With respect to technology, I highly recommend organization-wide compliance with open industry standards.

In a brownfield situation, that’s the only productive solution anyway. But the same applies when you want to achieve change within the organizational units in IT systems – open standards are the only future-proof approach.

An additional aspect is that IIoT creates ultra-connected, extremely complex system landscapes that handle enormous data volumes. Standards ensure that such an IT remains manageable.

Many companies have launched IIoT projects but too few are getting anywhere. What best practices can you recommend that exert a positive influence on project control and thereby on the long-term business success of IIoT initiatives?

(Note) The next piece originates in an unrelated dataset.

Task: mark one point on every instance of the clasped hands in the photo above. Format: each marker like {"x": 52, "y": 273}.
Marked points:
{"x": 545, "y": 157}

In this respect, IIOT projects are comparable to initiatives to enhance the backbone and integrate business IT systems for ERP and PLM: In the end, things only fall into place if management is the driver of change and the go-to authority for everything associated with it. Management must ensure adherence to the guiding principle of “think big, start small” as the roadmap to digitalization. This role cannot be left to the individual technical units or the IT division.

At the very beginning, you should ask yourself whether the exploitation of the data that your project would provide can actually deliver an attractive business value. Like all digitalization milestones, IIoT initiatives must generate tangible results – reaching the IT goal of full functionality is not enough.

IDC expects an increase of industry ecosystems, meaning joint business models and collaboration between organizations. In your view, what conditions must businesses create to become part of these future value-adding systems?

External collaboration gives rise to similar questions as collaboration within an enterprise.

What values do I stand for, and how do I define trust-based collaboration? How do I deal with the transparency that comes with an automated exchange of data?

I have to define what constitutes my intellectual property in the future – what information can I share freely, and what do I have to keep hidden even from my closest partners?

Here too, the level of digital maturity is measured not only by the status of my technology, but also by my digital culture and my organization’s capacity to deal with change.

The future promises a variety of challenges, for instance with respect to rising energy costs, sustainability and cybersecurity. What role will industrial IoT play for the future of industry as a whole, what technology developments do you foresee, and what is your goal as a provider?

IIoT can play an important role in resolving future questions because it offers continual insight into the status quo situation.

Just take sustainability: IIoT lets me evaluate and optimize the power consumption of my processes. It lets me reduce my reject rate in manufacturing and helps me develop zero waste concepts. The sooner I become aware of a problem, the sooner I can take countermeasures. Businesses are getting more and more support in this context because technology is perfecting the interplay between IIoT and AI applications and freeing people from routine tasks.

As Trusted Advisors, we at CENIT support organizations on this path by advising our customers and optimizing, integrating and managing their processes.